Recombinant allergens for analysing T-cell responses.

T-cell responses constitute a central element of allergic disease and a model for studying Th1 and Th2 cytokine pathways. Most studies to date have used extracts of allergens which contain variable quantities of different allergens and non-allergenic antigens. Recombinant allergens provide the tools for studying the responses to allergens in a reproducible and dose-dependent manner and the different T-cell responses of allergic and non-allergic subjects provide a method for verifying the responses and their relationship to allergic sensitisation. Most allergies show dominant responses to one or a few major allergens. These allergens have been described for the common allergies and have been produced as recombinant allergens. A particular problem for allergens is that many are mixtures of proteins from multi-gene families or are highly polymorphic. Information now exists so the sequence variation can be represented. Purified recombinant allergens produced by standard expression systems stimulate the expected T-cell responses from the peripheral blood of allergic and non-allergics to allergen extracts. Although stimulation with recombinant allergens which are not produced with a natural IgE binding activity can provide a measure of allergenicity, the altered tertiary structure can reduce Th2 responses. The sequence information now available provides the means to use PCR to produce cDNA for the production of recombinant allergens from readily available sources. The production of the highly reactive recombinant Der p 2 allergen of house dust mite from natural sources is described.

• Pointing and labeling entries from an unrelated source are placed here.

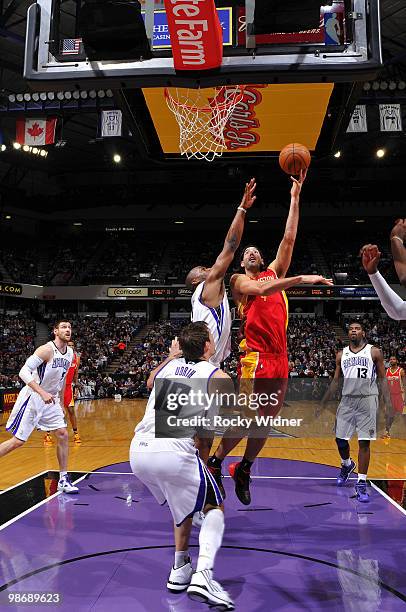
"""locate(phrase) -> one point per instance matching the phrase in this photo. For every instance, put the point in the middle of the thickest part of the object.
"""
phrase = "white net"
(202, 119)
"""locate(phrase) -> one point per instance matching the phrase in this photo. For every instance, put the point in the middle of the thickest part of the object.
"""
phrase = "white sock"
(181, 557)
(210, 538)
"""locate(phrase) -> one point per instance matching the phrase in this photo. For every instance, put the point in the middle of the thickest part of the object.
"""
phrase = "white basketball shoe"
(204, 589)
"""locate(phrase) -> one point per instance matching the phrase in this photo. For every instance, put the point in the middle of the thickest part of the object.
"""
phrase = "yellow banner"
(267, 118)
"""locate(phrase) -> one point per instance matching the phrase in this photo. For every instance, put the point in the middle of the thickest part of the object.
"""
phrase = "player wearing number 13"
(362, 368)
(39, 403)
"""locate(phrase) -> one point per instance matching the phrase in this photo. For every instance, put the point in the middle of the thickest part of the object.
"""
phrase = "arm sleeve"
(26, 372)
(391, 301)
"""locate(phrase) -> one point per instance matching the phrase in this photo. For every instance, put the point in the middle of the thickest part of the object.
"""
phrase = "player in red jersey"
(395, 376)
(262, 303)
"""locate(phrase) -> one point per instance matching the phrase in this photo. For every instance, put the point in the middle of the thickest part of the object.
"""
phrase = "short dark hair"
(253, 246)
(192, 340)
(356, 322)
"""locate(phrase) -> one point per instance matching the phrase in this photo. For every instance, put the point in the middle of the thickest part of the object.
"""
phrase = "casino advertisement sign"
(267, 117)
(10, 289)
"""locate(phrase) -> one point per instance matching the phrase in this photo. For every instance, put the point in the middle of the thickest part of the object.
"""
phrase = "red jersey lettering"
(265, 320)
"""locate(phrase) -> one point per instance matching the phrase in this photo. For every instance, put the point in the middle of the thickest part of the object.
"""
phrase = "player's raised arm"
(243, 285)
(381, 375)
(283, 257)
(231, 244)
(391, 301)
(397, 237)
(335, 382)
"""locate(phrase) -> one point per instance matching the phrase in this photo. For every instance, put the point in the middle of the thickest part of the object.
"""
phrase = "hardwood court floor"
(106, 428)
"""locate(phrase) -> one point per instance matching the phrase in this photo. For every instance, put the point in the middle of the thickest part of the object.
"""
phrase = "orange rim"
(206, 109)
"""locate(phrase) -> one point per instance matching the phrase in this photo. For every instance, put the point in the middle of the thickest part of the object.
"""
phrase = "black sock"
(246, 465)
(214, 462)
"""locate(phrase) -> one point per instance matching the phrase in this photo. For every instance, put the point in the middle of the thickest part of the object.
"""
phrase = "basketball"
(294, 157)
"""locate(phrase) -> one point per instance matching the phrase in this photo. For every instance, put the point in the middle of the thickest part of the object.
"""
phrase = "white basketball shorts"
(30, 412)
(174, 473)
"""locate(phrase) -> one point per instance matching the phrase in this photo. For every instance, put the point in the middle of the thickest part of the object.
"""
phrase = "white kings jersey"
(218, 321)
(50, 375)
(359, 372)
(179, 371)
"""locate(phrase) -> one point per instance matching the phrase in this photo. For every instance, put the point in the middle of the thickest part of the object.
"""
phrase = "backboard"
(54, 51)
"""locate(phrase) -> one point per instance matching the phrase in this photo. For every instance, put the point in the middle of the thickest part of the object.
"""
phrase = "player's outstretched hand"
(297, 183)
(175, 351)
(370, 255)
(399, 230)
(249, 198)
(315, 279)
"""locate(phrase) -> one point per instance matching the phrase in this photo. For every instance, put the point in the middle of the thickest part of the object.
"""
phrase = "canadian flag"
(35, 132)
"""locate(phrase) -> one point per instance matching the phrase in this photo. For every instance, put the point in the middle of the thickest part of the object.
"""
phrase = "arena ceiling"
(83, 171)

Characterization and immunobiology of house dust mite allergens.

The examination of house dust mite extracts has indicated that over 30 different proteins can induce IgE antibody in patients allergic to the house dust mite. There are however dominant specificities especially the group 1 and 2 allergens which can account for much of the allergenicity of extracts. Of the 19 denominated allergens, the major IgE binding has been reported for the group 1, 2, 3, 9, 11, 14 and 15 allergens. The high-molecular-weight group 11, 14 and 15 allergens have only recently been described and although high IgE binding has been anticipated from immunoblotting, there is a need for considerable corroboration. Similarly, the study of the group 3 and 9 serine protease allergens has been incomplete. The group 4, 5, 7 and 8 allergens have shown intermediate IgE binding and the group 10 tropomyosins are of interest because of their potential cross-reactivity with allergen from disparate species. Although the progress with the production of recombinant group 1 allergens has been recent, many of the allergens can be produced as high IgE-binding polypeptides. The tertiary structure of the group 2 allergens has been determined from recombinant proteins and they are an excellent model for the investigation of modified allergens. An unexpected property of the group 1, 2 and 3 allergens has been the high degree of polymorphism found by cDNA analysis. It has however been possible to identify sequences to represent the variation in the natural allergens. The group 7 and 14 allergens show secondary modifications which vary in different extracts creating batch variation. While some estimate of the importance of allergens can be obtained from IgE binding, few analyses of T-cell responses have been made and these regulate both the development of, and the protection from sensitization.